An anchorage along a “hunt camp” was found ten miles downstream. With the storms and swift currents the river was littered with debris, some of it being entire trees! These storms must be common as the erosion and subsequent damage was evidenced by the “riverfront homes” we observed. Is it a boathouse, or a houseboat?
The next day we anchored 10 miles above Mobile, readying for our passage under a brand new suspension bridge and through the shipyards. That was a huge change from our quiet months on the rivers! Ocean-going vessels of all sizes and types litter the shore; some new ones are under construction. Several shipyards line the shores of the river with cranes, slips and drydock ships. These drydock ships are larger than the seagoing vessels they hold. The large cargo ships are steamed into the drydock with it flooded, then the doors are closed and the drydock ship is pumped out, leaving the entire bottom of the seagoing vessel exposed for maintenance.

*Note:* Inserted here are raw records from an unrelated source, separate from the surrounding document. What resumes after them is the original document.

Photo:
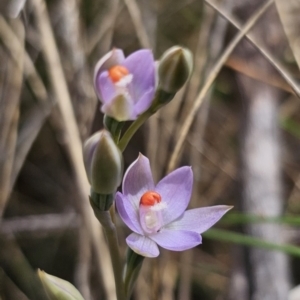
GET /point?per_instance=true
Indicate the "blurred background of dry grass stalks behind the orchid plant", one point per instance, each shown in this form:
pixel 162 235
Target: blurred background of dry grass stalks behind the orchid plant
pixel 236 123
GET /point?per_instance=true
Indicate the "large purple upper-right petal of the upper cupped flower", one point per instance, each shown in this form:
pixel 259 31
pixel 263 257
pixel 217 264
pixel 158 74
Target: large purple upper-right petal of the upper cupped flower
pixel 142 66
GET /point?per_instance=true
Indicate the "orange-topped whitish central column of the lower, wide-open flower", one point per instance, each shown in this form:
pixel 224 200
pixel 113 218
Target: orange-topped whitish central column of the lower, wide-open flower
pixel 150 211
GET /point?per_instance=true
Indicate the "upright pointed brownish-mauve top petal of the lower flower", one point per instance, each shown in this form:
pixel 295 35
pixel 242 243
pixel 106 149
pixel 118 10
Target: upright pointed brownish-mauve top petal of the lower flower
pixel 138 180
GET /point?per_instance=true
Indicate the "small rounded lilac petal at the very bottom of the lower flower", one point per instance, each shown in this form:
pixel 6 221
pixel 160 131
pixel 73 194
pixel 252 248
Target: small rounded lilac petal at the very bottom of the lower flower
pixel 142 245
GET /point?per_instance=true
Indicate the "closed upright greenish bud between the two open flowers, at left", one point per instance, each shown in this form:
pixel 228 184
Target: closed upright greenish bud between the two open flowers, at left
pixel 103 162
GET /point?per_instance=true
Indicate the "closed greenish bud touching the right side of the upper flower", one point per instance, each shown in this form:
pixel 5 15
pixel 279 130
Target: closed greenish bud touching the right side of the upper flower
pixel 174 68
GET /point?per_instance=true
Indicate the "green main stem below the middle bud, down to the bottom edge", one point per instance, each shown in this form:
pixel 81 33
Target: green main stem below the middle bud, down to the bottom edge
pixel 110 232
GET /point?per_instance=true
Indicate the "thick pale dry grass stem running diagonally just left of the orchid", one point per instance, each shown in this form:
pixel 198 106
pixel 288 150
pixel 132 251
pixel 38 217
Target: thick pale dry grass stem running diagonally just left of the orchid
pixel 73 142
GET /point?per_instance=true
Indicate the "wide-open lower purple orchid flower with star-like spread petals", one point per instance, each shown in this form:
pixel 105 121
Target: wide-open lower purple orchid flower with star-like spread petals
pixel 156 213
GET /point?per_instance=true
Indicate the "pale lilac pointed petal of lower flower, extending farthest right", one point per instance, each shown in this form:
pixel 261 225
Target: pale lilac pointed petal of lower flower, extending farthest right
pixel 199 219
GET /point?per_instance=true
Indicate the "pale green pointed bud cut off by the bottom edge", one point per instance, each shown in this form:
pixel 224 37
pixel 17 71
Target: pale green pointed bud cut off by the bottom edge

The shipyard area is at the city of Mobile and the mouth of the Mobile River, which opens out into the 35-mile long, 10-mile wide Mobile Bay. Ten miles south of Mobile is the Dog River, which is the location of most of the marinas in the Mobile Bay area. We were referred to the Grand Mariner Marina in the Dog River, but to get into the river, we had to traverse a narrow, shallow channel. Of course, it was low tide to boot. We touched bottom twice, but one of those times we stayed ‘touched’ for almost an hour, moving only 500 feet in that time. Eventually the rising tide, waves and Windigo’s tiny diesel engine moved us into the river and up to the Grand Mariner.
So here we are, and it looks as though we will be here until March.